The partial current flows out of and through the parallel connection . By applying the current divider rule again, the current is determined as a function of : ${\ displaystyle I_ {3}}$ ${\ displaystyle R_ {32}}$ ${\ displaystyle R_ {33}}$ ${\ displaystyle R_ {32}}$ ${\ displaystyle I_ {3}}$

{\ displaystyle {\ frac {I_ {32}} {I_ {3}}} = {\ frac {R_ {32} \ parallel R_ {33}} {R_ {32}}}}

If both equations are multiplied with each other, the result is an overall equation in which is directly dependent on I: ${\ displaystyle I_ {32}}$

{\ displaystyle {\ frac {I_ {3}} {I}} \ cdot {\ frac {I_ {32}} {I_ {3}}} = {\ frac {I_ {32}} {I}} = { \ frac {R_ {1} \ parallel R_ {2} \ parallel R_ {3}} {R_ {3}}} \ cdot {\ frac {R_ {32} \ parallel R_ {33}} {R_ {32}} }}

Example of magnetic circuit

magnetic flux divider from two branches

The same rule applies to magnetic circuits. The equations for the partial flows through and result: ${\ displaystyle R_ {m_ {2}}}$ ${\ displaystyle R_ {m_ {3}}}$

{\ displaystyle {\ frac {\ Phi _ {2}} {\ Phi}} = {\ frac {R_ {m_ {23}}} {R_ {m_ {2}}}}}

and for the other branch with the total resistance of the parallel connection

{\ displaystyle {\ frac {\ Phi _ {3}} {\ Phi}} = {\ frac {R_ {m_ {23}}} {R_ {m_ {3}}}}}

{\ displaystyle R_ {m_ {23}} = R_ {m_ {2}} \ parallel R_ {m_ {3}}}

application

Current dividers are used in particular to measure high currents; they are then called shunt , with the measuring device forming one of the current paths. Essentially, however, it measures the voltage dropping on the main path, since only a very small partial current flows through it. In multimeters there are switchable current dividers for current measurement in different areas.

Web links

Exercises on the flow divider rule (PDF file; 111 kB)

Individual evidence

^ Rainer Ose: Electrical engineering for engineers: Fundamentals . Carl Hanser, 2013, ISBN 978-3-446-43955-9 , pp. 378 ( limited preview in Google Book search).
↑ Reiner Johannes Schütt: Electrotechnical basics for industrial engineers: Generating, transmitting, converting and using electrical energy and electrical messages . Springer, 2013, ISBN 978-3-658-02763-6 , pp. 35 ( limited preview in Google Book search).

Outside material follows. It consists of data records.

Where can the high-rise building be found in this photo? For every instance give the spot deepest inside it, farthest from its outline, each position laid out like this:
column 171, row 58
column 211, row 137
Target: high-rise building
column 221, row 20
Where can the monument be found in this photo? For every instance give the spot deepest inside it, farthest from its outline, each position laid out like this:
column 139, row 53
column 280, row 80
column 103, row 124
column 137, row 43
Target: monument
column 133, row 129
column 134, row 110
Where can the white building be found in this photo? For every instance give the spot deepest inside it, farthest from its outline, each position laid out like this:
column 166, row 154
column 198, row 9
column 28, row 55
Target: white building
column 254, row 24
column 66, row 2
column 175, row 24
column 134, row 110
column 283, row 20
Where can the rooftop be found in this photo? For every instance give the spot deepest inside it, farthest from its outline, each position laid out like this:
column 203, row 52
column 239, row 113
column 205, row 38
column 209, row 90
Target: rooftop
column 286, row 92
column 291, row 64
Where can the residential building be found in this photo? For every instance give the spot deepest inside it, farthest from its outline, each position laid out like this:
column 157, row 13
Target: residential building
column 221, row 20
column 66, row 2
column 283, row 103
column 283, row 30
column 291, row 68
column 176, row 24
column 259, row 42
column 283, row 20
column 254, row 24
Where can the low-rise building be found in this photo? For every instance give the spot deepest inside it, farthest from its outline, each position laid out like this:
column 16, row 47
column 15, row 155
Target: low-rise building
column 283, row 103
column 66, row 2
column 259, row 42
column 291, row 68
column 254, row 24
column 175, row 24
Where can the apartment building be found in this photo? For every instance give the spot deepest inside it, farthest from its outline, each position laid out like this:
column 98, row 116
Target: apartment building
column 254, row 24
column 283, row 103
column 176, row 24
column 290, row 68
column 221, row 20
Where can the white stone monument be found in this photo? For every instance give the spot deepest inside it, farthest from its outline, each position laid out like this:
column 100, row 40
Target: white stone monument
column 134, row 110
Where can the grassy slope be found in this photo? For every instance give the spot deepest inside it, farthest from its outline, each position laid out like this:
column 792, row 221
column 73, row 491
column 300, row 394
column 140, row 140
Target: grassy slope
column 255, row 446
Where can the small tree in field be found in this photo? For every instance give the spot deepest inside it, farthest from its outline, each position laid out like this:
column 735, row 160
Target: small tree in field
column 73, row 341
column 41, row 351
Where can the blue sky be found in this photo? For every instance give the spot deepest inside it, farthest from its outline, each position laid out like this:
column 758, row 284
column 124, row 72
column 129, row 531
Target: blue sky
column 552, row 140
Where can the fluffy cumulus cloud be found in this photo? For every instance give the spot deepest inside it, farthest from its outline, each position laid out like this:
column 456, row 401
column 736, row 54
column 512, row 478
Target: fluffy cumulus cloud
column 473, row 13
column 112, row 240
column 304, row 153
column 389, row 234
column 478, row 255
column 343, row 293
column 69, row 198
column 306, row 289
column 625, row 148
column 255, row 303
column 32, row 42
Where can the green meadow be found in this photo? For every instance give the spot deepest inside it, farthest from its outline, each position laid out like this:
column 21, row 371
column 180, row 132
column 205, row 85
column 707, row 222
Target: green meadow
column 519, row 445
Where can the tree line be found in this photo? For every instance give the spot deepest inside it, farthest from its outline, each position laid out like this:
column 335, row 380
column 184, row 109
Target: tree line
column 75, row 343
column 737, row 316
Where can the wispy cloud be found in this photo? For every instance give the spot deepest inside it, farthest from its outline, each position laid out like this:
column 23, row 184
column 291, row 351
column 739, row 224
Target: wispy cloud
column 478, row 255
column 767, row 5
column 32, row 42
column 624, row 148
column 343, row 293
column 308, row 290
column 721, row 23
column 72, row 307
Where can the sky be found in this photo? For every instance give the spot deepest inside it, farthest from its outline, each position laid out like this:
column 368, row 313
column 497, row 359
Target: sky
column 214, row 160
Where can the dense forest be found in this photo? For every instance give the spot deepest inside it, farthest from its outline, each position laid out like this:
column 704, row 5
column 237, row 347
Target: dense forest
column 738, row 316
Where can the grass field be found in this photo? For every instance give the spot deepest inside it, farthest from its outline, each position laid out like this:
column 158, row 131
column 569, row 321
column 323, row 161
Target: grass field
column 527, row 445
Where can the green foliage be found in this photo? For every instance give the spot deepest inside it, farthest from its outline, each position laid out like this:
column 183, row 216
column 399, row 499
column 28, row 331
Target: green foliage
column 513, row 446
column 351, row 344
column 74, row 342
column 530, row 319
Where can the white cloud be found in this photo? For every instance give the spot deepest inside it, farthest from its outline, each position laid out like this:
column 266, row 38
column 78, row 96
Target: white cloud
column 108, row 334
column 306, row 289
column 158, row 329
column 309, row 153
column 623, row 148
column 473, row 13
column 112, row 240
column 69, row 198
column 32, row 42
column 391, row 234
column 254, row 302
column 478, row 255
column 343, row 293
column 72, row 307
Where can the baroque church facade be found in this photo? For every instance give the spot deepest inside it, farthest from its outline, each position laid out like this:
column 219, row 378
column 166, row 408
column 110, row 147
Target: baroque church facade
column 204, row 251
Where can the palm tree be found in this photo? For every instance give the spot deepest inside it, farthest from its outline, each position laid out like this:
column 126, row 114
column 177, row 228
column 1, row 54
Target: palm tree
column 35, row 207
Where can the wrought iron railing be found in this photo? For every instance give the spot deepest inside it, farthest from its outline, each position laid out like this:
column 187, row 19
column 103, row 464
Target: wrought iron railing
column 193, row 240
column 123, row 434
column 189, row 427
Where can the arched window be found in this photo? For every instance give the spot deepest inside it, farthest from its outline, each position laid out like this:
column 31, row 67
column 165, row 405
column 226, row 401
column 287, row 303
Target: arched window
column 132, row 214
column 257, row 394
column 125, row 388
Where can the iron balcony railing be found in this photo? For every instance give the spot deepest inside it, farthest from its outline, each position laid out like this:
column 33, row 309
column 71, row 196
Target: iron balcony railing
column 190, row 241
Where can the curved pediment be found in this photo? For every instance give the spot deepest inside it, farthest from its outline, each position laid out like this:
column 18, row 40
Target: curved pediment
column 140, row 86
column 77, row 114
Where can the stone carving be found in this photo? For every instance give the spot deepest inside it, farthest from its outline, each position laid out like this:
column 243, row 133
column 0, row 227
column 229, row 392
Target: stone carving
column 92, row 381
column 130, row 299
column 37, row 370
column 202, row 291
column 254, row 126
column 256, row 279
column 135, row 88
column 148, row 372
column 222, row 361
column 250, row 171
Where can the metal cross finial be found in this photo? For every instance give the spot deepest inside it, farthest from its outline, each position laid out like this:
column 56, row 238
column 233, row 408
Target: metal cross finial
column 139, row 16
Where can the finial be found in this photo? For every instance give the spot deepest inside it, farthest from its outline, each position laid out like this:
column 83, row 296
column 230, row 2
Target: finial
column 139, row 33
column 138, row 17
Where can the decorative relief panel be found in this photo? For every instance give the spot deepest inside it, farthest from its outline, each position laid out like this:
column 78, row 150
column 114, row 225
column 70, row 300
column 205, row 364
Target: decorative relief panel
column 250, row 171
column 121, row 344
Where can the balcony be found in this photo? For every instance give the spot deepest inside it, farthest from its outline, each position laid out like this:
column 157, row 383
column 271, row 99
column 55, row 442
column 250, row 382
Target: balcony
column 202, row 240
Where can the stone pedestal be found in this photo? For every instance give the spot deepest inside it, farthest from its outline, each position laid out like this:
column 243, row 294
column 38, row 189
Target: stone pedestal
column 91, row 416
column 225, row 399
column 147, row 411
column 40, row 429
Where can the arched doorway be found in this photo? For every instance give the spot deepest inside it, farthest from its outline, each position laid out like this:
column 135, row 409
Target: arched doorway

[1] Rainer Ose: Electrical engineering for engineers: Fundamentals . Carl Hanser, 2013, ISBN 978-3-446-43955-9 , pp. 378 ( limited preview in Google Book search).

[2] Reiner Johannes Schütt: Electrotechnical basics for industrial engineers: Generating, transmitting, converting and using electrical energy and electrical messages . Springer, 2013, ISBN 978-3-658-02763-6 , pp. 35 ( limited preview in Google Book search).